Answer
The product of $ AB={{I}_{2}}$, product of $ BA={{I}_{2}}$ and $ B $ is the multiplicative inverse of $ A $ i.e. $ B={{A}^{-1}}$.
Work Step by Step
The given expression is
$ A=\left[ \begin{matrix}
4 & -3 \\
-5 & 4 \\
\end{matrix} \right],B=\left[ \begin{matrix}
4 & 3 \\
5 & 4 \\
\end{matrix} \right]$
Now, compute the matrix as $\left[ AB \right]$
$\begin{align}
& AB=\left[ \begin{matrix}
4 & -3 \\
-5 & 4 \\
\end{matrix} \right]\left[ \begin{matrix}
4 & 3 \\
5 & 4 \\
\end{matrix} \right] \\
& =\left[ \begin{matrix}
4\times 4+\left( -3 \right)\times 5 & 4\times 3+\left( -3 \right)\times 4 \\
\left( -5 \right)\times 4+4\times 5 & \left( -5 \right)\times 3+4\times 4 \\
\end{matrix} \right] \\
& =\left[ \begin{matrix}
1 & 0 \\
0 & 1 \\
\end{matrix} \right] \\
& ={{I}_{2}}
\end{align}$
Now we will compute the matrix as $\left[ BA \right]$
$\begin{align}
& BA=\left[ \begin{matrix}
4 & 3 \\
5 & 4 \\
\end{matrix} \right]\left[ \begin{matrix}
4 & -3 \\
-5 & 4 \\
\end{matrix} \right] \\
& =\left[ \begin{matrix}
4\times 4+3\times \left( -5 \right) & 4\times \left( -3 \right)+3\times 4 \\
5\times 4+4\times \left( -5 \right) & 5\times \left( -3 \right)+4\times 4 \\
\end{matrix} \right] \\
& =\left[ \begin{matrix}
1 & 0 \\
0 & 1 \\
\end{matrix} \right] \\
& ={{I}_{2}}
\end{align}$
Since both matrix $ AB $ and $ BA $ are equal to the identity matrix.

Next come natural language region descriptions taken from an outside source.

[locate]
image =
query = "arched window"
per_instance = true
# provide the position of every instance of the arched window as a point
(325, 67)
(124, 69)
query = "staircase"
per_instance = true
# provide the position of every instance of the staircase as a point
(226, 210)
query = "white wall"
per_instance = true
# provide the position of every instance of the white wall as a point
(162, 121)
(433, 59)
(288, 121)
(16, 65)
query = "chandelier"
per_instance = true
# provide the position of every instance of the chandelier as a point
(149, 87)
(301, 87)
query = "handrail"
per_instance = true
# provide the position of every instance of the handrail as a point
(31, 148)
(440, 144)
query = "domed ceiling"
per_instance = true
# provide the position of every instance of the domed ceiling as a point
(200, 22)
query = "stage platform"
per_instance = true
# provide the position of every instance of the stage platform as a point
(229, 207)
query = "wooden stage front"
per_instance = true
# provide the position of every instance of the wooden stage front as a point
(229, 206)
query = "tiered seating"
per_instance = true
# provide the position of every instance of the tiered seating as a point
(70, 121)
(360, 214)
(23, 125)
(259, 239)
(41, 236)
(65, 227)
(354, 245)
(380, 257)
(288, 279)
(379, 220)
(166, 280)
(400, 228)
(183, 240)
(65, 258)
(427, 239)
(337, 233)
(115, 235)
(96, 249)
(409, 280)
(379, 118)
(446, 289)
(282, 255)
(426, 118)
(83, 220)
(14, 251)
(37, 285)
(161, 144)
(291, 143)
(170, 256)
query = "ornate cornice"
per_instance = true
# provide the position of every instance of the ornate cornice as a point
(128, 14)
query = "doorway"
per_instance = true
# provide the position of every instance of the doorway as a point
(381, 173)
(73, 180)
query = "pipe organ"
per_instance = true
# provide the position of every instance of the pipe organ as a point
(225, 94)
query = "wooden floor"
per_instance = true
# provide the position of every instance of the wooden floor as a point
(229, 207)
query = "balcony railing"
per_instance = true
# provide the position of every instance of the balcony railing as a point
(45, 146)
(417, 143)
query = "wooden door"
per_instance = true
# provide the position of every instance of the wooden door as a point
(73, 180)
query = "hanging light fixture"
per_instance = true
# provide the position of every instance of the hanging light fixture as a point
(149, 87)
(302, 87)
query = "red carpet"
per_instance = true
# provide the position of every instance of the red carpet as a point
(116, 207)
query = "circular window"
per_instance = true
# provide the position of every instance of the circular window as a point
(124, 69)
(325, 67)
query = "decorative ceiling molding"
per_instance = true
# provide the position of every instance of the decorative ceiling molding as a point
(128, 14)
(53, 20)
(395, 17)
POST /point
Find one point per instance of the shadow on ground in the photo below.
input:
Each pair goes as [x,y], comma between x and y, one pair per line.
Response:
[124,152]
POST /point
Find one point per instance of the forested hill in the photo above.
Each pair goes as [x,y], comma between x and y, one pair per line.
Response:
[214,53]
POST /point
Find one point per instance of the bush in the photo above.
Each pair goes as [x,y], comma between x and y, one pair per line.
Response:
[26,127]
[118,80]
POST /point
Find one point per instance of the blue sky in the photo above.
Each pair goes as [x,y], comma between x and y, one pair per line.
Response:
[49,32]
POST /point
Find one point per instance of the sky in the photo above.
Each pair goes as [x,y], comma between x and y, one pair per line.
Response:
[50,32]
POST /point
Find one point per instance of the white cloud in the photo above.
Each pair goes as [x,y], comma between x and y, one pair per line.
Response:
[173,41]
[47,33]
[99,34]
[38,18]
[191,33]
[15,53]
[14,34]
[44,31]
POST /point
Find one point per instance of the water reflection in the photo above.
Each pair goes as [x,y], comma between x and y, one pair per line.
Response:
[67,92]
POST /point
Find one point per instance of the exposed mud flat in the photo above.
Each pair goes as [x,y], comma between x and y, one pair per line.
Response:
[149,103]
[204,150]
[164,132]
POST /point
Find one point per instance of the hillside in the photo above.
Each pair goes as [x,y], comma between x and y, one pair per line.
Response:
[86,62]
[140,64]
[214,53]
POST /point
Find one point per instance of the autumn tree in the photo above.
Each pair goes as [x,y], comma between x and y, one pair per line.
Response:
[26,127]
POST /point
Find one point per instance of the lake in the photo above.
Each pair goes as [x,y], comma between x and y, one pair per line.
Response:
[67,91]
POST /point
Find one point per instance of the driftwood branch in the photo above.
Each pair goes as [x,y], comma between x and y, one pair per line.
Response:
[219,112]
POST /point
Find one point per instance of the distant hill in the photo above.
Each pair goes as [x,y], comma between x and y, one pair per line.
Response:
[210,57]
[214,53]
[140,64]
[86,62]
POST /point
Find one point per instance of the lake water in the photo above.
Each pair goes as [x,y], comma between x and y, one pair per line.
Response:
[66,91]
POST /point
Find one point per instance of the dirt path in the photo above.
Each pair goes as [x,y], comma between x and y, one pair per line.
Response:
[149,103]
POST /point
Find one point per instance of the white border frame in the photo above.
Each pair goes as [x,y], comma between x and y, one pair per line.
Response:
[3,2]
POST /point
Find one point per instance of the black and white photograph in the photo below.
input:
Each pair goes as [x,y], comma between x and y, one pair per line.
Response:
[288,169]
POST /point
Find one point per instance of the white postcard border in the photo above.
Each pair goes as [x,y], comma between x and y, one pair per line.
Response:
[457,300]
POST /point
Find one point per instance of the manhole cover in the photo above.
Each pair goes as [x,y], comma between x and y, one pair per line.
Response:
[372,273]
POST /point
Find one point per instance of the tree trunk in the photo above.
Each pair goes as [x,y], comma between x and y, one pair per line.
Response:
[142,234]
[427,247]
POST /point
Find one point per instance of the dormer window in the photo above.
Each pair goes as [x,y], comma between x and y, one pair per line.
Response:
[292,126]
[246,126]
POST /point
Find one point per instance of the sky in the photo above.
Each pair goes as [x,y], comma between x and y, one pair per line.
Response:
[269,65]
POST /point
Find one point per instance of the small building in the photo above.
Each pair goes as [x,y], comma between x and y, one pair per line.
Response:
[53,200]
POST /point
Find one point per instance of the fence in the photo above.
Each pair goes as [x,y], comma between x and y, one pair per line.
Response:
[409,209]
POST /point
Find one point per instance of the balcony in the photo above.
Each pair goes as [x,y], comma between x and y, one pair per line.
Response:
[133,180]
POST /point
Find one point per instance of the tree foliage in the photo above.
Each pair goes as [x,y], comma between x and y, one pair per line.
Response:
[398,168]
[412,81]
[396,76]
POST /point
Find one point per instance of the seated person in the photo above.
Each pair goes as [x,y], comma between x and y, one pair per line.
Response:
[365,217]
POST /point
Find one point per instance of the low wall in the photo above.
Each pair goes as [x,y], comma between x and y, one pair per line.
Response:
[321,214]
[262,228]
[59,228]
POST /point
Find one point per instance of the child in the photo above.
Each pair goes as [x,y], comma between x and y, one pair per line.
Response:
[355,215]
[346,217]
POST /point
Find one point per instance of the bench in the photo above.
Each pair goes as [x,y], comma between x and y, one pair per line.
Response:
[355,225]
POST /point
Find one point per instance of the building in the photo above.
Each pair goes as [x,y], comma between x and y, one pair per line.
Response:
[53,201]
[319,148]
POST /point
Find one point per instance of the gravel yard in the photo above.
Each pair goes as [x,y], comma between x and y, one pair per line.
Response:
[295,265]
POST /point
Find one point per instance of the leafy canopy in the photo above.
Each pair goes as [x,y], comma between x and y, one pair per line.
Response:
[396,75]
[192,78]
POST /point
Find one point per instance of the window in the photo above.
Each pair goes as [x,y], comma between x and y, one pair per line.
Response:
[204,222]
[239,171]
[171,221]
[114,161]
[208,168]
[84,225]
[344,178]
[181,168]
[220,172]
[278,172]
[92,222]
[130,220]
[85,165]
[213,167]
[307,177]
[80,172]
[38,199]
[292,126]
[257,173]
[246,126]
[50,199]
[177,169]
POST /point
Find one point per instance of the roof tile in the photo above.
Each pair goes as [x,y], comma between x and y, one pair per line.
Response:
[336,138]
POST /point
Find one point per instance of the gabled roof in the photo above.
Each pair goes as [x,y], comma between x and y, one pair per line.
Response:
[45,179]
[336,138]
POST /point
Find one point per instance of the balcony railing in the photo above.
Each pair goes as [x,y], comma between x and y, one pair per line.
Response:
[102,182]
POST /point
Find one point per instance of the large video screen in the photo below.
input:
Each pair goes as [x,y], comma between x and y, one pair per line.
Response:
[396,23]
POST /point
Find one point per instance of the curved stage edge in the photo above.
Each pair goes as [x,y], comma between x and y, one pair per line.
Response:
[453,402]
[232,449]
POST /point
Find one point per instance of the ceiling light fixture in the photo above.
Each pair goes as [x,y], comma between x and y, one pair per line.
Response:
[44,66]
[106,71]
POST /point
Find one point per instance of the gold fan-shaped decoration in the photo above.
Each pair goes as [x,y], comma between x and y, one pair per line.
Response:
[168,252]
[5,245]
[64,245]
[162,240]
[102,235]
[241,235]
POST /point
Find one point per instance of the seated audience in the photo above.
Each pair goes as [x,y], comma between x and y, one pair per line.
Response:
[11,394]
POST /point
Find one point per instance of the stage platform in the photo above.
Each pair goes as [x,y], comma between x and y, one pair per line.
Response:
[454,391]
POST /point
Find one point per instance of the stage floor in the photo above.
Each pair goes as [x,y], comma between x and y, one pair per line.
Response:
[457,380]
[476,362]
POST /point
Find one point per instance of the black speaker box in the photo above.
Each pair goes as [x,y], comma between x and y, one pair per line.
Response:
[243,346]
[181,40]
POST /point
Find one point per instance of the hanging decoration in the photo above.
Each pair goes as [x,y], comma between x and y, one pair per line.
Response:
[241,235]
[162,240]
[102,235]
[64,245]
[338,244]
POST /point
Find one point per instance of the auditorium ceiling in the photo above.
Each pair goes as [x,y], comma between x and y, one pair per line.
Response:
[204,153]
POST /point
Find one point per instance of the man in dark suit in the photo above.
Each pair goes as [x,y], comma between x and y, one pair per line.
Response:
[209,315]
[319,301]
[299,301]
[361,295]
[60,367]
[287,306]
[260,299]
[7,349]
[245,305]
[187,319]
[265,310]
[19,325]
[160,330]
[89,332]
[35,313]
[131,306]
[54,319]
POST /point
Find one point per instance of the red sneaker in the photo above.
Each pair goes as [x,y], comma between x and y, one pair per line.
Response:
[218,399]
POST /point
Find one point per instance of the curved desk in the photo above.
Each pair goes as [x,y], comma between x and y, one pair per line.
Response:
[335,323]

Now, we will compute the matrix $ B={{A}^{-1}}$.
$ B=\left[ \begin{matrix}
4 & 3 \\
5 & 4 \\
\end{matrix} \right]$
And
$ A=\left[ \begin{matrix}
4 & -3 \\
-5 & 4 \\
\end{matrix} \right]$
Determine the inverse of matrix A.
Now, using inverse formula
${{A}^{-1}}=\frac{1}{\left| ad-bc \right|}\left[ \begin{matrix}
d & -b \\
-c & a \\
\end{matrix} \right]$
Substitute the value to get, $ a=4,b=-3,c=-5,d=4$
So, $\begin{align}
& {{A}^{-1}}=\frac{1}{\left| 16-15 \right|}\left[ \begin{matrix}
4 & 3 \\
5 & 4 \\
\end{matrix} \right] \\
& =\frac{1}{1}\left[ \begin{matrix}
4 & 3 \\
5 & 4 \\
\end{matrix} \right] \\
& =\left[ \begin{matrix}
4 & 3 \\
5 & 4 \\
\end{matrix} \right]
\end{align}$
Yes, $ B $ is the multiplicative inverse of $ A $.